Par exemple, je pense à la vidéo récente des deux jeunes abbés de Nantes : est-ce que leur formulation se réfute réellement de manière aussi simple ? Personnellement, je suis dans le doute sur plusieurs points de cette these car elle défendue par des gens mieux formés et plus intelligents que moi, et je peux tres bien comprendre que face a cette legere confusion, un pretre ne veuille pas jouer le salut de son ame en refusant de communier un fidele qui irait aux deux chapelles. pour moi c'est facile, j'ai juste a voter avec mes pieds, j'ai pas besoin de condamner, pour un pretre il faut un degré de certitude bien plus grand.

Donc déjà, toute la partie :
« les prêtres en question sont certainement convaincus de l’hérésie »
me semble complètement gratuite.

b — Ensuite, même si ces prêtres étaient coupables d’un manque de courage, de prudence excessive, ou d’un silence fautif, sur quels textes précis du magistère ou du droit canon démontrez-vous que cela ferait automatiquement d’eux :

des complices formels de l’hérésie,
des non-catholiques,
et surtout des ministres dont il faudrait éviter les sacrements ?

Vous citez des principes généraux :

saint Thomas,
Bossuet,
les censures ipso facto,
etc.

Mais où est le texte précis qui permet de conclure qu’un prêtre devient non catholique ou ces sacrements à éviter parce qu’il :

hésite sur une application concrète complexe ;
garde le silence ;
ou continue à donner la communion à des fidèles ayant des positions confuses ou fréquentant occasionnellement certaines chapelles douteuses?

Car là, visiblement, il faut surtout se fier à votre propre jugement d’application pratique.

Et ce jugement pratique implique des conséquences énormes :

se couper de prêtres ;
rejeter leurs sacrements ;
vivre durablement avec un accès très dégradé aux moyens ordinaires du salut.

Une conclusion aussi lourde me semble demander autre chose qu’une chaîne d’inférences théologiques discutées.

Votre raisonnement me paraît confondre plusieurs choses :

condamner une erreur ;
juger coupable celui qui ne la condamne pas avec votre degré de certitude ;
conclure qu’il faut éviter ses sacrements comme non catholiques.

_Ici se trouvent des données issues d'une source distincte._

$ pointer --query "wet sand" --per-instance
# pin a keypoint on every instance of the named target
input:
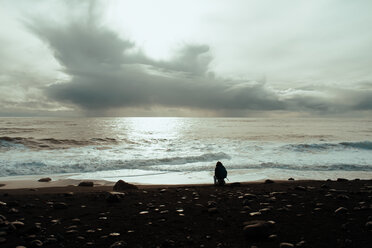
(261, 214)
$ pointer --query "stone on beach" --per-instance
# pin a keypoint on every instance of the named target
(118, 244)
(86, 184)
(121, 185)
(60, 205)
(286, 245)
(45, 179)
(341, 210)
(113, 197)
(258, 229)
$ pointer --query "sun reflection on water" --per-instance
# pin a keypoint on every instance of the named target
(154, 128)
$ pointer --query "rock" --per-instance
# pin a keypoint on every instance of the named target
(118, 244)
(343, 197)
(211, 204)
(86, 184)
(324, 186)
(121, 185)
(45, 179)
(17, 224)
(369, 225)
(285, 245)
(301, 188)
(113, 197)
(249, 196)
(258, 229)
(212, 210)
(59, 205)
(36, 243)
(301, 243)
(341, 210)
(13, 211)
(236, 184)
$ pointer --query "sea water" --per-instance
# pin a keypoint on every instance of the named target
(185, 150)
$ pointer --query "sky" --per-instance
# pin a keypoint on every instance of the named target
(217, 58)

Or chacune de ces étapes demande une preuve propre.

Vous démontrez peut-être la première.
Mais vous affirmez énormément plus que vous ne démontrez réellement la deuxième et surtout la troisième.

Pour résumer mon objection sous forme de syllogisme :

Majeure :
On ne peut déclarer pratiquement à éviter un prêtre et ses sacrements que si son hérésie, son schisme ou sa complicité formelle sont suffisamment certains.

Mineure :
Or vous ne démontrez pas avec certitude que ces prêtres adhèrent formellement à l’hérésie ou au schisme, et d'ailleurs ils expriment qu'il pensent que la these de cassisacum est erronée ; vous démontrez surtout qu’ils tolèrent, hésitent ou ne condamnent pas publiquement avec votre degré de certitude une position que vous jugez hérétique.

Conclusion :
Donc votre conclusion pratique — les considérer eux-mêmes comme non catholiques et éviter leurs sacrements — dépasse ce que vos preuves établissent réellement, n'est pas appuyé sur ce que l'église a toujours fait, mais sur votre opinion.